Vous êtes ici : Accueil / Articles scientifiques / À la une / Image à la une / Image à la une. Kiruna (Suède). Quand la mine creuse sous la ville

Image à la une. Kiruna (Suède). Quand la mine creuse sous la ville

Publié le 15/12/2025
Auteur(s) : Lætitia Balaresque, agrégée de géographie, doctorante - Université Grenoble Alpes

Mode zen

Kiruna est une petite ville de l’extrême nord de la Suède, née de l’extraction de fer. L’activité minière est omniprésente dans le paysage, par son emprise visuelle et sonore et par son importance économique. Elle condamne aussi certains bâtiments à s’effondrer, et une partie de la ville a dû être abandonnée et reconstruite plus loin. Malgré les discours d’acteurs assurant la durabilité du projet, l’extraction minière pose la question des coûts externes qu’elle engendre.

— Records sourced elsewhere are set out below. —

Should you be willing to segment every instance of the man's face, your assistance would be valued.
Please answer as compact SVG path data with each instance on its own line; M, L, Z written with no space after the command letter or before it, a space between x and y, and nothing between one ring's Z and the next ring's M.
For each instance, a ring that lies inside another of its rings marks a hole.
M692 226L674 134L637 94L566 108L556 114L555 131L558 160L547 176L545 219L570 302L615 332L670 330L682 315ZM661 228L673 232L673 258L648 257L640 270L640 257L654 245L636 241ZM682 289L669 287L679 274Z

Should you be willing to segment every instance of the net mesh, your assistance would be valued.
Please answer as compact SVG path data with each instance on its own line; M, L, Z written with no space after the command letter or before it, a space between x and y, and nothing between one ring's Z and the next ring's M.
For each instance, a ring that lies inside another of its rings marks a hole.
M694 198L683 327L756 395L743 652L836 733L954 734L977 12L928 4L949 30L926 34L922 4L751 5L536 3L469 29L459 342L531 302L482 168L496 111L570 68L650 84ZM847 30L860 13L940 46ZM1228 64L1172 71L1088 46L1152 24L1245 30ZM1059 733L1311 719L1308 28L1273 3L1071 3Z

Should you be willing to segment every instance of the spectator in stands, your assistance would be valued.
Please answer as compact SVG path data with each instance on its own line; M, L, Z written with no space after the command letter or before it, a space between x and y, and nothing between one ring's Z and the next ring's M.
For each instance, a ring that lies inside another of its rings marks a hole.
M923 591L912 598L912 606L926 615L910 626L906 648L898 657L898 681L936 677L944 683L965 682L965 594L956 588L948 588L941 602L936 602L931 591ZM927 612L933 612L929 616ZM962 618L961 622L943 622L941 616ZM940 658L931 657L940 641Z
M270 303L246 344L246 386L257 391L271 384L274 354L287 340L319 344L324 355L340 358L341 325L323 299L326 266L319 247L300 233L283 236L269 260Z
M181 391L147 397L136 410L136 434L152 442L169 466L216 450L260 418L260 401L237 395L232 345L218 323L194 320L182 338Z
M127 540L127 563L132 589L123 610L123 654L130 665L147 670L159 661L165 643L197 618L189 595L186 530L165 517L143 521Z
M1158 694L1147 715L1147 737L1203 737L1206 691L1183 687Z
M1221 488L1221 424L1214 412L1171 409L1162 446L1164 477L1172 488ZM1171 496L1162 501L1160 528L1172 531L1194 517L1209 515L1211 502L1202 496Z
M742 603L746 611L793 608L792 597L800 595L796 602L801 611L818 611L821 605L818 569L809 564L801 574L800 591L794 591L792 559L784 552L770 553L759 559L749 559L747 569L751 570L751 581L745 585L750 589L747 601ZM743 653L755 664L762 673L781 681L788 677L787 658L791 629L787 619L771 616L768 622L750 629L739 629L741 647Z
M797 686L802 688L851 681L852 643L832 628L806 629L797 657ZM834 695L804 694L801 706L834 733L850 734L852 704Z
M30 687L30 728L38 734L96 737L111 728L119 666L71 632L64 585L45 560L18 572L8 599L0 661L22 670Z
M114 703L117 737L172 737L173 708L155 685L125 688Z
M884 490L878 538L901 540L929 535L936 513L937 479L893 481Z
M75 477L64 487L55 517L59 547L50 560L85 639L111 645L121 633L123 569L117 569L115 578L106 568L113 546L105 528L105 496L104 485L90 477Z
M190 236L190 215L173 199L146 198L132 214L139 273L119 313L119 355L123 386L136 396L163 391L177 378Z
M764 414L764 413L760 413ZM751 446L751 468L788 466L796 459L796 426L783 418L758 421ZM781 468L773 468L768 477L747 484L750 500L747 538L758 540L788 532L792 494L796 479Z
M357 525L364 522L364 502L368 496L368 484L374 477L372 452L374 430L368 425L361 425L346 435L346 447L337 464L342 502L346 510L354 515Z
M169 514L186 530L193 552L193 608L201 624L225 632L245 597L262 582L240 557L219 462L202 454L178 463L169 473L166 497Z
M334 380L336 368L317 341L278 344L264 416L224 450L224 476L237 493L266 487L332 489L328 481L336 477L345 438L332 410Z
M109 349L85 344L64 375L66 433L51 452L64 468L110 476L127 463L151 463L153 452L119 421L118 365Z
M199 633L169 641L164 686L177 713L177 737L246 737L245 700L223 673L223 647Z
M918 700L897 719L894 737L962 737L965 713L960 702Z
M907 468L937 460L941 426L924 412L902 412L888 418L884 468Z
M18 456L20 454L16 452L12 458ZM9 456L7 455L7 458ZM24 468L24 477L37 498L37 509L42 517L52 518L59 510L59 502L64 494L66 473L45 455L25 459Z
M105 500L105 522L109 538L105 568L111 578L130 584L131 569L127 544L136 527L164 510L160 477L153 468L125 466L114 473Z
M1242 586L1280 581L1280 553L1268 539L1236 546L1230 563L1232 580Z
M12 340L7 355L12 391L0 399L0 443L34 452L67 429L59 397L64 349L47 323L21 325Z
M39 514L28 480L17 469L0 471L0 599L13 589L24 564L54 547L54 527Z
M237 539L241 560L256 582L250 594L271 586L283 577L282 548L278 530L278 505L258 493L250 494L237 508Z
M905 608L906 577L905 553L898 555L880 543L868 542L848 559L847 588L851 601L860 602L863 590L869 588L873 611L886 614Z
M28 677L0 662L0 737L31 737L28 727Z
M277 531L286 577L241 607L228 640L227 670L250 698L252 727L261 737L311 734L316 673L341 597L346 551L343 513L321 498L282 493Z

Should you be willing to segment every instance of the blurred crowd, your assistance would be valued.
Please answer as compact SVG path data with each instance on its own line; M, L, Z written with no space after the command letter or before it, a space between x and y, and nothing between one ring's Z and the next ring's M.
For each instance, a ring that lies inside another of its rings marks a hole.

Bibliographie | mots-clésciter cet article

Kiruna

Document 1. La mine de fer sur la montagne Kirunavaara. La photo a été prise en février 2025, à 15h30, durant la période d’enneigement, qui s’étend d’octobre à mai.

  • Autrice du cliché : Lætitia Balaresque
  • Lieu de prise de vue : Depuis la Luossavaara en direction du sud-ouest, 67°52'28.7"N 20°13'15.1"E
  • Date : 23 février 2025, à 15h30.
  • Droits d’usage : CC-BY-NC-SA (licence Creative Commons non commerciale) ; photographie libre de droits pour l’usage pédagogique dans la classe.

schéma

Document 2. Éléments d’interprétation de la photographie

Le regard de la géographe

Située à 200 km au nord du cercle polaire arctique, dans le comté de Norrbotten, en Suède, la mine de Kiruna est la plus grande mine de fer souterraine du monde. En 2023, 22,3 millions de tonnes de minerai ont été extraits de cette mine fonctionnant toute l’année 24 heures sur 24. Le fer de Kiruna représente 11% des exportations suédoises et la mine occupe une place majeure dans l’économie du pays : elle est détenue par la LKAB (Luossavaara-Kiirunavaara Aktiebolag), société sous contrôle de l’État suédois depuis 1976. Luossavaara et Kiirunavaara sont les deux montagnes où se trouvent les gisements (celui de Luossavaara a fermé en 1961), et Aktiebolag signifie société. 80 % de la production de fer européenne provient des mines suédoises de la LKAB, toutes situées dans le Norrland, le « pays du Nord ». La mine a fait naître la ville de Kiruna, isolat minier et ville-usine à 900 km au nord de la capitale, Stockholm. Cette proximité génère des risques, au premier rang desquels les tassements et les effondrements de terrain, qui se multiplient depuis la fin des années 1990 en raison de l’expansion de la mine sous la ville. En 2004, la LKAB annonce le déménagement de la ville afin de poursuivre l’exploitation du gisement, qui s’étend sous des bâtiments et habitations. Très médiatisée, cette relocalisation commencée en 2014 se poursuit encore aujourd’hui.

image satellite

Document 3. Image satellite interprétée

Un extractivisme du Nord

L’exploitation du minerai de fer débute à la fin du XIXe siècle, menant à la création de la ville et à la construction d’une route et d’un chemin de fer, achevés en 1903. La LKAB possède une filiale ferroviaire (LKAB Malmtrafik AB) qui lui permet d’expédier le minerai en train-bloc vers le port de Narvik, en Norvège, libre de glace toute l’année. Jusqu’en 1965, l’exploitation se fait à ciel ouvert, avant de devenir souterraine quand le gisement de surface commence à s’épuiser. Aujourd’hui, 500 km de routes goudronnées s’enfoncent jusqu’à 1 365 m de profondeur. Le minerai non raffiné est encore particulièrement pur, avec une concentration de 60 % de fer.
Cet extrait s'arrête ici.